Комментарии разработчика:
"k8s API must have returned NotFound for the secret (see here) where the basic cluster info is stored. If the secret is not found, Rook will assume that it's a new cluster and create new creds here. The killer here is if the k8s API is returning invalid responses, the operator will do the wrong thing. If K8s is returning invalid responses to the caller instead of failure codes, we really need a fix from K8s or else a way to know when the K8s API is unstable."
"Kubernetes as a distributed application platform must be able to survive network partitions and other temporary or catastrophic events. It's based on etcd for its config store for this reason. If there is ever a loss of quorum, etcd will halt and the cluster should stop working. Similarly, Ceph is also designed to halt if the cluster is too unhealthy, rather than continuing and corrupting things.
Is there a possibility that your K8s automation is reseting K8s in some way that would be causing this? I haven't heard of others experiencing this issue. This corruption is completely unexpected from K8s. Otherwise, Rook or other applications can't rely on it as a distributed platform."

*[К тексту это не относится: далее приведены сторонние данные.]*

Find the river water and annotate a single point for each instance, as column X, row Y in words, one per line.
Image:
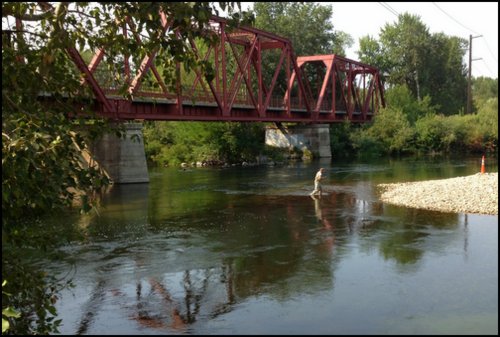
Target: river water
column 246, row 250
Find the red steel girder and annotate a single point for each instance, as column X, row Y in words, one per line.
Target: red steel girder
column 239, row 91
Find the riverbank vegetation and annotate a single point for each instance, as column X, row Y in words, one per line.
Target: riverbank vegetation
column 42, row 167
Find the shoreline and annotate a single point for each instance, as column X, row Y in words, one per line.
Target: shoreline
column 477, row 193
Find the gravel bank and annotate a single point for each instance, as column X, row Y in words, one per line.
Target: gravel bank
column 477, row 193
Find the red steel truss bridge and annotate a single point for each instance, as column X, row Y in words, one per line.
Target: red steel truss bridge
column 308, row 89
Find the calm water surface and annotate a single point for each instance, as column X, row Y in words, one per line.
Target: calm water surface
column 245, row 250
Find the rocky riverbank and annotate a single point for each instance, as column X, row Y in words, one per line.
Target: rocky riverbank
column 477, row 193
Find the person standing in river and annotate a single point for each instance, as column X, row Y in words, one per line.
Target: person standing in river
column 317, row 183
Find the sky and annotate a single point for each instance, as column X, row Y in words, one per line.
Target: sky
column 460, row 19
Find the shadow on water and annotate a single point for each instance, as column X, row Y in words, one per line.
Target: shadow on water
column 211, row 250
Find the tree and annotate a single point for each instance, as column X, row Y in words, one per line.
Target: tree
column 42, row 143
column 306, row 24
column 428, row 64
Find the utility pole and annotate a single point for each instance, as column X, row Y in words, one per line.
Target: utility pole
column 469, row 86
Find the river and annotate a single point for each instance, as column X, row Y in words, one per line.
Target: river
column 246, row 250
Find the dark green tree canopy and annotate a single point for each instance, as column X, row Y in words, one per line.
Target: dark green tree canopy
column 307, row 24
column 429, row 64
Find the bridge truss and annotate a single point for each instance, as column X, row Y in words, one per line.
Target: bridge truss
column 315, row 89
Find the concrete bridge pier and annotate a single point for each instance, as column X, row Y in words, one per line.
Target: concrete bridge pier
column 314, row 137
column 123, row 158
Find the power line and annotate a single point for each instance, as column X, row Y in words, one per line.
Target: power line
column 488, row 47
column 389, row 9
column 448, row 15
column 392, row 9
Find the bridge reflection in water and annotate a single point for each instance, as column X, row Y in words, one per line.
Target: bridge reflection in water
column 197, row 251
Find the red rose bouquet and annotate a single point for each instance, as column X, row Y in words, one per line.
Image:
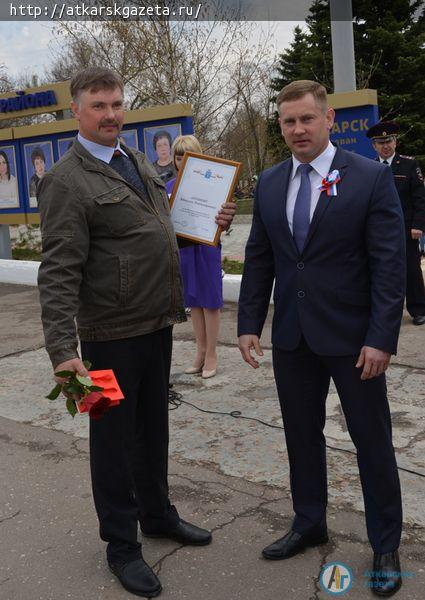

Комментарии отрепортившего баг:
"I believe if either of those two things behaved differently, similar stories to ours wouldn't be popping up out there in the k8s world:
https://medium.com/flant-com/rook-cluster-recovery-580efcd275dbI didn't see any root cause in that blog post but I'm fairly certain their cluster disappeared due to a similar situation with his control plane. We've seen it happen twice now in 2 different clusters."
Это та же статья Flant, но на английском. В совокупности о проблеме набирается три сообщения, если считать статью Flant за одно из них.